Though screws are strong and once installed into the material seldom slip or break unless rusted with age, the heads can break during installation. Generally, if the screw is of a lesser quality, or the shank is longer than average, the screw head (whether Phillips or slotted) can sheer off, giving the screwdriver nothing to grip the screw. Consequently, the screw has to be broken, preferably flush with, or below, the surface of the material where it is embedded. This process is carried out with an old chisel and linesman's pliers.
Things You'll Need
Position the blade of an old chisel against the shank of the screw, with the chisel almost resting on the material that the screw is partly embedded in. The chisel will be almost parallel with the material surface.
Tap the end of the chisel lightly with a hammer several times until a small indentation is created on the screw's shank by the chisel edge.

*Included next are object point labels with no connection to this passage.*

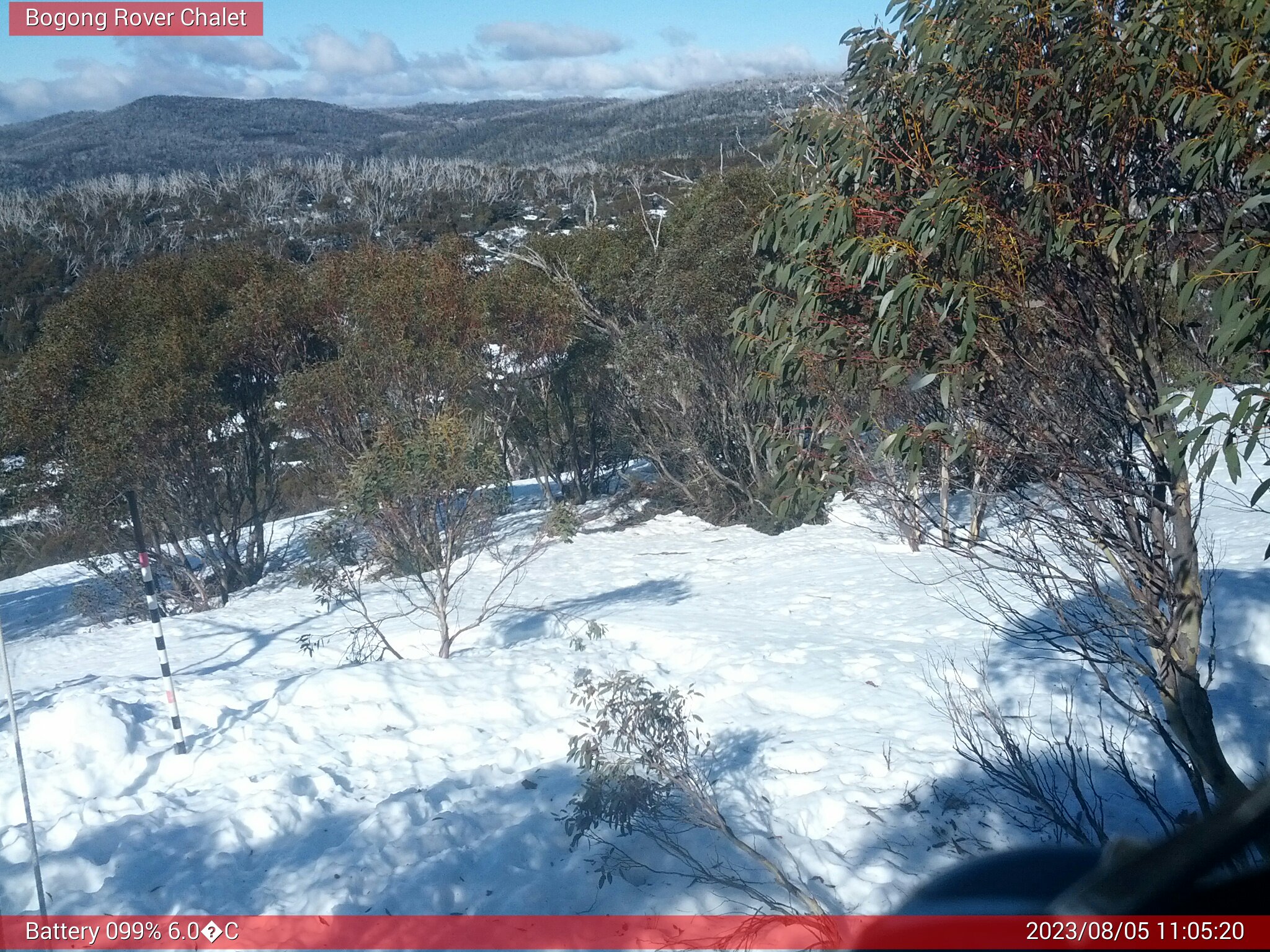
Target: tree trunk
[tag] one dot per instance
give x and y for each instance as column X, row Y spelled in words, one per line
column 1188, row 708
column 945, row 490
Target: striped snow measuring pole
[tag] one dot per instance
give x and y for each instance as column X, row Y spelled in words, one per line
column 155, row 625
column 22, row 776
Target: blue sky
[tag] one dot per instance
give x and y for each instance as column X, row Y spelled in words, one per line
column 385, row 52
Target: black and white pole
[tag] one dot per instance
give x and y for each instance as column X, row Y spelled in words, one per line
column 22, row 776
column 148, row 578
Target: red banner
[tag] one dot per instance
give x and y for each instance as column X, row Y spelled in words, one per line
column 136, row 19
column 629, row 932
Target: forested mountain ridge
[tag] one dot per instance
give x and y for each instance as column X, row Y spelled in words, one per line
column 167, row 134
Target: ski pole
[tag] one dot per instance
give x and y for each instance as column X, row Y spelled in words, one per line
column 148, row 578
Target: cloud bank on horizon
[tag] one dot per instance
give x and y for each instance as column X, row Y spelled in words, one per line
column 507, row 59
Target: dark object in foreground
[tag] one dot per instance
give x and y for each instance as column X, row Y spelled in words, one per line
column 1202, row 870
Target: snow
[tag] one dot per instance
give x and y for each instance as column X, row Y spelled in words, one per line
column 431, row 786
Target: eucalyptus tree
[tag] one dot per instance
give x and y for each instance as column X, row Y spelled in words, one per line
column 1053, row 214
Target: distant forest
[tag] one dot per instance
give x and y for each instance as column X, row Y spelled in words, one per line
column 192, row 134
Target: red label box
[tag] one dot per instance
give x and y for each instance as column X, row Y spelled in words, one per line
column 136, row 19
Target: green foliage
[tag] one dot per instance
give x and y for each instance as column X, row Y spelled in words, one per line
column 1002, row 172
column 563, row 522
column 638, row 746
column 163, row 379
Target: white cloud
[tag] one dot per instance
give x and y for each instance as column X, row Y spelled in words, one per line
column 543, row 41
column 332, row 55
column 371, row 71
column 251, row 52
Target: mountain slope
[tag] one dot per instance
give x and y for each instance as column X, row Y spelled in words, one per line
column 164, row 134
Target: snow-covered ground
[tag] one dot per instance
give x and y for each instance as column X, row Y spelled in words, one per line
column 431, row 786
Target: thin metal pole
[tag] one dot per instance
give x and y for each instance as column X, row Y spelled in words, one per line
column 155, row 625
column 22, row 776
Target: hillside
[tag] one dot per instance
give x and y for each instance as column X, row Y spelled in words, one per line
column 430, row 786
column 166, row 134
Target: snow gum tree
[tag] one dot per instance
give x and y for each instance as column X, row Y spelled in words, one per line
column 1053, row 215
column 164, row 379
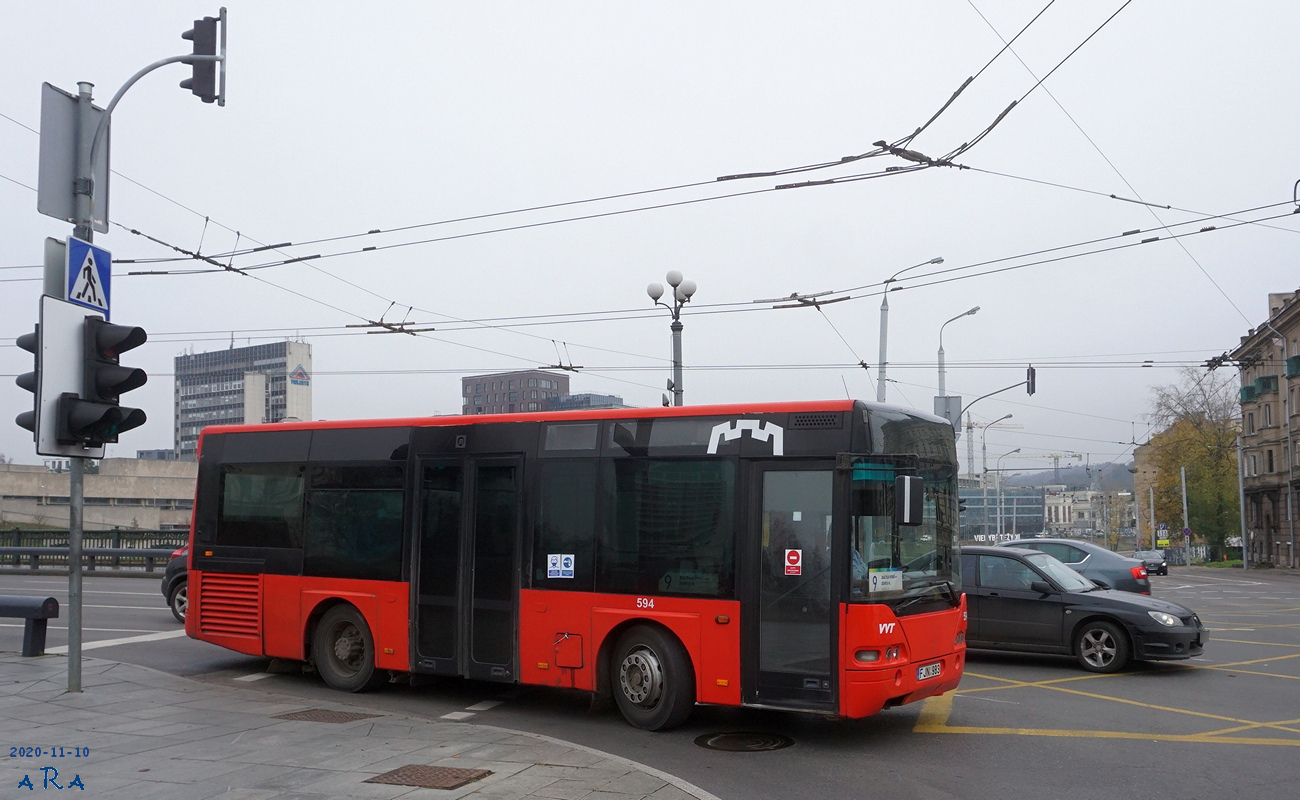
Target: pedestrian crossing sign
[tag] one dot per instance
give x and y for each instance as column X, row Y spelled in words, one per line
column 89, row 276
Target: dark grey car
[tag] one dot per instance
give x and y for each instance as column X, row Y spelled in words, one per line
column 1153, row 561
column 1027, row 601
column 1093, row 562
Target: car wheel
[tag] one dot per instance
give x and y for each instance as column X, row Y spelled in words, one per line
column 180, row 600
column 653, row 682
column 343, row 651
column 1101, row 647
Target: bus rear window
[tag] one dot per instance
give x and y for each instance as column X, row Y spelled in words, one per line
column 261, row 506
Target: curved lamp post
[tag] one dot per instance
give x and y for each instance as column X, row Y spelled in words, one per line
column 999, row 462
column 983, row 476
column 941, row 371
column 884, row 324
column 681, row 293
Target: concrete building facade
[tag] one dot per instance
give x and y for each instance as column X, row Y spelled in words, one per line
column 241, row 385
column 1269, row 362
column 511, row 392
column 118, row 493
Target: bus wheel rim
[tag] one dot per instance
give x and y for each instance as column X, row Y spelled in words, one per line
column 347, row 647
column 641, row 677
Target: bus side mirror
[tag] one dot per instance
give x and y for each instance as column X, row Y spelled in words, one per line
column 909, row 500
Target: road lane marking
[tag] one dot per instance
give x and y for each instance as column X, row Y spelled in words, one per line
column 108, row 643
column 63, row 627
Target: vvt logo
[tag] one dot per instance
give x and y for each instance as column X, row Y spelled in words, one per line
column 761, row 431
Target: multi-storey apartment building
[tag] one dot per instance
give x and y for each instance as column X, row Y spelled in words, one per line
column 511, row 392
column 241, row 385
column 1269, row 358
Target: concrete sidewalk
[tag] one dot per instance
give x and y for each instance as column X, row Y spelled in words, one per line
column 151, row 734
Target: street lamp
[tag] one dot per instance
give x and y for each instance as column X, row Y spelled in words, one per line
column 681, row 293
column 941, row 371
column 999, row 470
column 884, row 325
column 983, row 478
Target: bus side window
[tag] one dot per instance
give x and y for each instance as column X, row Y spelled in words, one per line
column 668, row 527
column 261, row 506
column 564, row 524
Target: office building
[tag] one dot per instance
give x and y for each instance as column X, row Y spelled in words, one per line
column 511, row 392
column 241, row 385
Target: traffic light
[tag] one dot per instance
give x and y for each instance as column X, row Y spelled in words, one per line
column 203, row 81
column 30, row 380
column 95, row 418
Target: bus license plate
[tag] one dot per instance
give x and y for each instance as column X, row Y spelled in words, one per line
column 930, row 670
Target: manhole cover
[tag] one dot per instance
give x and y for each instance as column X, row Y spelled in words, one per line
column 429, row 777
column 325, row 716
column 744, row 742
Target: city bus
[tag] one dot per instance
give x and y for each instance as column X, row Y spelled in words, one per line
column 796, row 556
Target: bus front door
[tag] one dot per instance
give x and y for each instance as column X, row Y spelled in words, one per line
column 464, row 610
column 792, row 631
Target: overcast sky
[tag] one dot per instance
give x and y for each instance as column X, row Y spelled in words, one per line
column 403, row 117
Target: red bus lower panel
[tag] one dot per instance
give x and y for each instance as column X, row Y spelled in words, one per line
column 562, row 636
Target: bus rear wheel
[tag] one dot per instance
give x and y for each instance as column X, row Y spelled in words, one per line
column 343, row 651
column 653, row 682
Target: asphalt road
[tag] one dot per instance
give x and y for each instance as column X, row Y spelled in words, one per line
column 1226, row 723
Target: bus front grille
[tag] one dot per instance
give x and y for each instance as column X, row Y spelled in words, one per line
column 229, row 605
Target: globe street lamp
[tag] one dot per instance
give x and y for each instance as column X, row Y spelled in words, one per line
column 983, row 478
column 681, row 293
column 884, row 325
column 941, row 371
column 999, row 470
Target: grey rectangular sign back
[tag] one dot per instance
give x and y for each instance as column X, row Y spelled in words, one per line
column 59, row 137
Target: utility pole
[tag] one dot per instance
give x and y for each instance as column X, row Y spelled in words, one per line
column 90, row 418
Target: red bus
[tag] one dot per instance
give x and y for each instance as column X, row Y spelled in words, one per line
column 785, row 556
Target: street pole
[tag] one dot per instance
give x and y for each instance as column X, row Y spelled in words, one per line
column 1187, row 528
column 1151, row 496
column 83, row 189
column 676, row 362
column 1240, row 502
column 884, row 347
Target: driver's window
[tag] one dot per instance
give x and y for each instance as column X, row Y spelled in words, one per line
column 1001, row 573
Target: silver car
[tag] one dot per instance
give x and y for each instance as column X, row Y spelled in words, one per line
column 1099, row 565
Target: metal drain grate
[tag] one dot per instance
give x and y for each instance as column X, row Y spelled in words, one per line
column 325, row 716
column 744, row 742
column 429, row 777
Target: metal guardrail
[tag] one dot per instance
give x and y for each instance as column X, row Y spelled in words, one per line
column 150, row 557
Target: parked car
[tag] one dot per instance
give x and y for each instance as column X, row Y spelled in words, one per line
column 1108, row 569
column 1153, row 561
column 176, row 580
column 1027, row 601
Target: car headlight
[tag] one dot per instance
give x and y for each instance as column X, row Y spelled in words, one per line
column 1169, row 621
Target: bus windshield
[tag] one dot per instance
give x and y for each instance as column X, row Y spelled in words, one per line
column 902, row 565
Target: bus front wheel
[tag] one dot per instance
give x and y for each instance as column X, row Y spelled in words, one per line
column 653, row 682
column 343, row 651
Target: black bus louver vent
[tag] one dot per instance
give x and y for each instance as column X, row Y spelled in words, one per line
column 814, row 420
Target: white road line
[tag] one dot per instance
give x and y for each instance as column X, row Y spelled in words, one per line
column 64, row 591
column 63, row 627
column 157, row 608
column 108, row 643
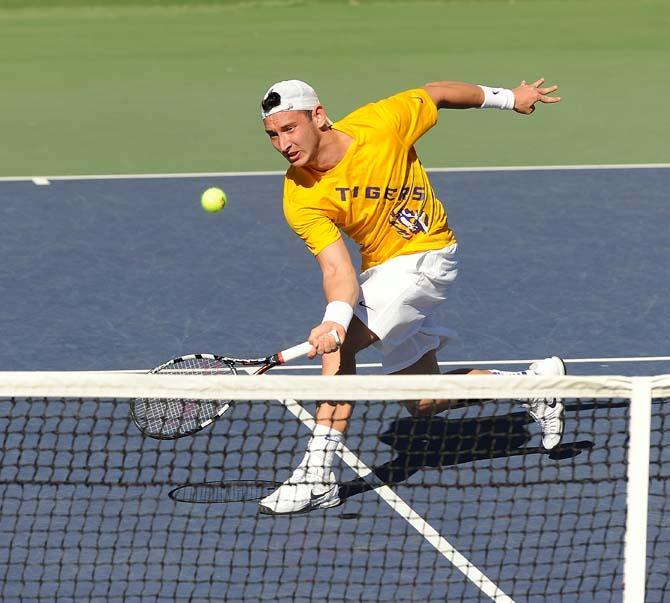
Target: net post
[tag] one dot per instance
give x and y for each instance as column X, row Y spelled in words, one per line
column 637, row 495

Open the jaws of a pair of linesman's pliers and position the pliers' jaws vertically over the screw head. Close the pliers' handles so the screw head is in the open space created for cutting electrical cables/wires, between the jaws.
Move the pliers' handles backward and forward until the screw's shank breaks at the indentation created by the old chisel. Discard the broken screw.
If the remaining section of the embedded screw is above the material's surface, use an angle grinder to carefully grind down the screw shank until it becomes flush, or is below, the material surface. However, be careful not to damage the surrounding material with the rotating angle grinder blade.